In andere frühere Bahnhöfe, die von dem Staatskonzern verkauft wurden, sind mittlerweile Hotels, Gaststätten, Privatleute oder auch Standesämter, Reisebüros, Arztpraxen oder buddhistische Zentren eingezogen. Gibt es dann noch ein ansprechendes Café, sei dies eine sinnvollere Belebung einer Haltestelle als durch einen Mitarbeiter auf dem Bahnsteig, so Naumann.

Fast die Hälfte der Tickets wird schon im Internet gekauft

Aber auch der Fahrkartenkauf und die Reiseplanung hat sich bei vielen Reisenden durch die Digitalisierung verändert. „Bereits 44,7 Prozent aller Ticketeinnahmen hat die Bahn 2018 durch das Internet erzielt“, berichtet die Bahn-Sprecherin. Tendenz steigend. Im Jahr 2016 waren es lediglich 35,2 Prozent.

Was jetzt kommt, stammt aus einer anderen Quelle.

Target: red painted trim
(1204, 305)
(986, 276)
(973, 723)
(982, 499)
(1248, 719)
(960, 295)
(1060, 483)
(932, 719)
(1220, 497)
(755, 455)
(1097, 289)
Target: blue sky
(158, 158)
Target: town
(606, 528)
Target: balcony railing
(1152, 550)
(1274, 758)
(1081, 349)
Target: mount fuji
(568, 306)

Täglich rufen allein 2,6 Millionen Menschen die App der Bahn auf, um sich über Verbindungen zu informieren oder Tickets zu buchen.

Auch die Sicherheit werde durch immer mehr Videotechnik optimiert. Allein 32.000 Kameras sind bereits in S-Bahnen und Regionalzügen montiert, weitere 7400 Kameras an rund 1100 Bahnhöfen. Je nach Lage werde Personal zudem „bedarfsgerecht“ an den Bahnhöfen eingesetzt, so die Bahn-Sprecherin.

Was alle Bahnhöfe – auch ohne Personal – künftig haben sollen, seien Fahrpläne und „dynamische Schriftanzeigen“, die auf Laufbändern am Gleis über Abfahrtzeiten und Zugausfälle informieren.